Buongiorno, oggi è il 20 giugno.
Il 20 giugno 1837 la Regina Vittoria sale al trono d'Inghilterra, sul quale siederà fino alla morte. Il suo è stato il più lungo regno della storia Britannica fino al 2015 quando la regina Elisabetta II ha eguagliato, e superato, il suo primato.

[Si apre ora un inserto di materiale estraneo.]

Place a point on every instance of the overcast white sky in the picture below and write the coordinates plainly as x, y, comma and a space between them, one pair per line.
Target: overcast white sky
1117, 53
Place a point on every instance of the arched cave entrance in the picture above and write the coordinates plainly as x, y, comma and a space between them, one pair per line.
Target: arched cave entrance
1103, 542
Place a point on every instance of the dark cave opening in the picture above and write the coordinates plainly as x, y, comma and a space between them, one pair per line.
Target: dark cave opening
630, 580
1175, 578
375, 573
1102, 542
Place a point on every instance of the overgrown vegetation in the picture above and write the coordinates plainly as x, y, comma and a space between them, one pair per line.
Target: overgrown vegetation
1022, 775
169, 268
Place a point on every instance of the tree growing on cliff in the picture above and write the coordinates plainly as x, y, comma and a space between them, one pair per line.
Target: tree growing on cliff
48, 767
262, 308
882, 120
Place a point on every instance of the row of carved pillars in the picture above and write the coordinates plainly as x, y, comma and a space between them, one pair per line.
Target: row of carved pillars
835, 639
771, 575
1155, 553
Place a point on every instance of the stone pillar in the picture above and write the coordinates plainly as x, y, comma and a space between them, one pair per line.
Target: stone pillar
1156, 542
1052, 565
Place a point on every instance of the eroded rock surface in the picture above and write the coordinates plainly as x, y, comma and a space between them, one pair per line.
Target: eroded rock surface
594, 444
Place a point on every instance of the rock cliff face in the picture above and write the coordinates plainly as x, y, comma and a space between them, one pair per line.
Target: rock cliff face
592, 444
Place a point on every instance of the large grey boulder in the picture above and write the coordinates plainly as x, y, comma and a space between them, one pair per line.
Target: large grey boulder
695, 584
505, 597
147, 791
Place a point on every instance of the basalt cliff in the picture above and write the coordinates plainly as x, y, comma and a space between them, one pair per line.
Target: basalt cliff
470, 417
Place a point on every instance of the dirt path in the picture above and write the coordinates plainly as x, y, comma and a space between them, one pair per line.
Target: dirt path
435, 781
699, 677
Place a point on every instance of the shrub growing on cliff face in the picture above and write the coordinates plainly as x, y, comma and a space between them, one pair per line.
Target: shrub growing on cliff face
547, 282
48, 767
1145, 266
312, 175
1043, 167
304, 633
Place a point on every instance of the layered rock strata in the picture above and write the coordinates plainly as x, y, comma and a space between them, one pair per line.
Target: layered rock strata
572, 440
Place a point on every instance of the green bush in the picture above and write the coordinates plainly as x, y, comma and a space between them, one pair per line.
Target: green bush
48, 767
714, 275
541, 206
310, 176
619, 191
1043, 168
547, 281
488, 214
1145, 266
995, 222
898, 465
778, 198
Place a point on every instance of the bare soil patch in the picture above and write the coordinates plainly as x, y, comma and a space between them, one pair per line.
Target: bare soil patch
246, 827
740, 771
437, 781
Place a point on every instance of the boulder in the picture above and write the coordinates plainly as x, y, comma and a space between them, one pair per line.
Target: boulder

Agli inizi dell'800 In Inghilterra regna re Giorgio IV, attorno al quale si innesta una spirale di trame per la successione, in quanto Giorgio IV non ha eredi. Alla sua morte sale al trono il fratello Guglielmo IV. Il problema si ripresenta perché nemmeno Guglielmo IV ha figli e la sua morte potrebbe segnare la fine dalla dinastia dei Windsor sul trono d'Inghilterra. La partita per la successione si riduce agli altri figli di Giorgio III: una è femmina ed è tagliata fuori dal gioco; questa va in sposa al principe Leopoldo, destinato più tardi a diventare il re del Belgio. Un altro figlio è il duca di Clarence che non ha alcuna intenzione di unirsi in matrimonio; l'ultimo erede è Edoardo, il quale ha cinquanta anni e vive da più di venti con una donna di basso rango. Quest'ultimo viene interpellato e, seppure con riluttanza, si fa convincere: gli viene scelta in moglie una sorella vedova di Leopoldo, Vittoria Maria Luisa.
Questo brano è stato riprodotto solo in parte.